Alors il a décidé de se rendre en Turquie pour se faire opérer. «
Avec plus d’un million de greffes par an, Istanbul est devenue en dix ans la capitale mondiale de la greffe de cheveux, car l’opération y coûte en moyenne deux fois moins cher qu’en France, 2.500 euros. Et Fabien ne se lance pas dans l’aventure de la greffe capillaire seul : son cousin, Benjamin, qui souffre de calvitie lui aussi, va subir la même intervention.
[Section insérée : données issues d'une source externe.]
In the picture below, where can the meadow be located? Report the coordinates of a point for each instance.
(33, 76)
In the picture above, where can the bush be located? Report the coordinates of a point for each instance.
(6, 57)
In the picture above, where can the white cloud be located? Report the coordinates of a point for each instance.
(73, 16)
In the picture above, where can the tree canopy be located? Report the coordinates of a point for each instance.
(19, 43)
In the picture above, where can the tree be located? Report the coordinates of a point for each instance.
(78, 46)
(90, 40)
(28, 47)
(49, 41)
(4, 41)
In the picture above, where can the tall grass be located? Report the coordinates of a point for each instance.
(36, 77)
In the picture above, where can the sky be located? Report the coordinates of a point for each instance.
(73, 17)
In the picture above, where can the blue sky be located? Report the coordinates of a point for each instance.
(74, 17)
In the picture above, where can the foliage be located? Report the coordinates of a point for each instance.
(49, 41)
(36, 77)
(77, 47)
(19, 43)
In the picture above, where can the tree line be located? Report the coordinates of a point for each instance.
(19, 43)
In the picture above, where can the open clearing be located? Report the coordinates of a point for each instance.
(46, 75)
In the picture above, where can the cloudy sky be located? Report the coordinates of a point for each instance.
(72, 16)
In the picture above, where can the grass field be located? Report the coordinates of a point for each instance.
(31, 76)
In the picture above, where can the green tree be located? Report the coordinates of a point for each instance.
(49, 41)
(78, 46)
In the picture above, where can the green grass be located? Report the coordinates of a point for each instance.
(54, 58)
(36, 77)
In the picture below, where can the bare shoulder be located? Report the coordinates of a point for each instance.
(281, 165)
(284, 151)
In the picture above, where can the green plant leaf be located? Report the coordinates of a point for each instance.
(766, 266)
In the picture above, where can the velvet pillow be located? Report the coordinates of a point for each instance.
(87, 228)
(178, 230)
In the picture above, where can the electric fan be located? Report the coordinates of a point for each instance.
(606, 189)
À Istanbul, plus de 2.000 cliniques, plus ou moins sérieuses, opèrent chaque année. Fabien et Benjamin ont choisi un établissement qu’ils ont repéré sur les réseaux sociaux, et qui a même embauché des traducteurs français. Le jour J, la première étape repose sur le traçage de la ligne frontale en présence du chirurgien.
Pour la suite de l’opération, ce dernier n’intervient plus et une équipe de techniciens prend le relais, contrairement aux règles en vigueur en France, où seul un médecin et des infirmiers spécialisés peuvent prélever et implanter les greffons. L’un des techniciens en charge de la greffe de Fabien, Ibrahim, aurait greffé plus de 2.500 patients en douze ans. Il s’agit de prélever des greffons dans la zone donneuse à l’aide d’un stylo qui contient une lame très fine. Pendant deux heures avec minutie, les deux techniciens récupèrent 3.750 cheveux un à un, qui seront ensuite réimplantés sur les zones dégarnies. À titre de repère, en moyenne, nos crânes sont recouverts de 100.000 cheveux que nous coupons trois à quatre fois par an.
« J’ai tiré dessus pour voir si la greffe est bien réelle »
La seconde partie de l’opération, l’implantation, se déroule sous simple anesthésie locale pendant cinq heures. En une journée, 3.750 greffons ont finalement été implantés sur la tête de Fabien. Pas assez pour couvrir toute sa calvitie, mais il était impossible d’en prélever plus car les cheveux prélevés dans la zone donneuse ne repoussent pas. Pour une meilleure densité, le jeune homme, comme son cousin, devra sûrement subir une deuxième greffe, un an après la première. Une fois l’intervention terminée, les consignes sont strictes pour les deux cousins : soleil et casquettes leur sont interdits, les frottements étant susceptibles d’arracher les greffons.
Contrairement à la France, le suivi postopératoire de ces deux greffes se fera uniquement par visio. Chaque année, les cliniques françaises de greffe capillaire reçoivent des dizaines de patients victimes de complications après avoir été opérés à l’étranger.
Ce n’est pas le cas de Benjamin et Fabien, que l’équipe de « Grands Reportages » a retrouvés sept mois après l’opération. Ce jour-là, ils sont impatients, ils ont rendez-vous chez le coiffeur pour leur première coupe post-greffe. Même s’il reste des zones encore dégarnies, le résultat correspond à ce qu’ils imaginaient. Fabien n’arrive pas à réaliser la transformation. « J’ai tiré dessus pour voir si la greffe est bien réelle, il faut que mon cerveau se connecte comme quoi j’ai bien des cheveux »,
dit-il devant le miroir chez le coiffeur. Pour couvrir le haut de leur crâne, les deux cousins ont effectivement déjà prévu une seconde greffe dans un an.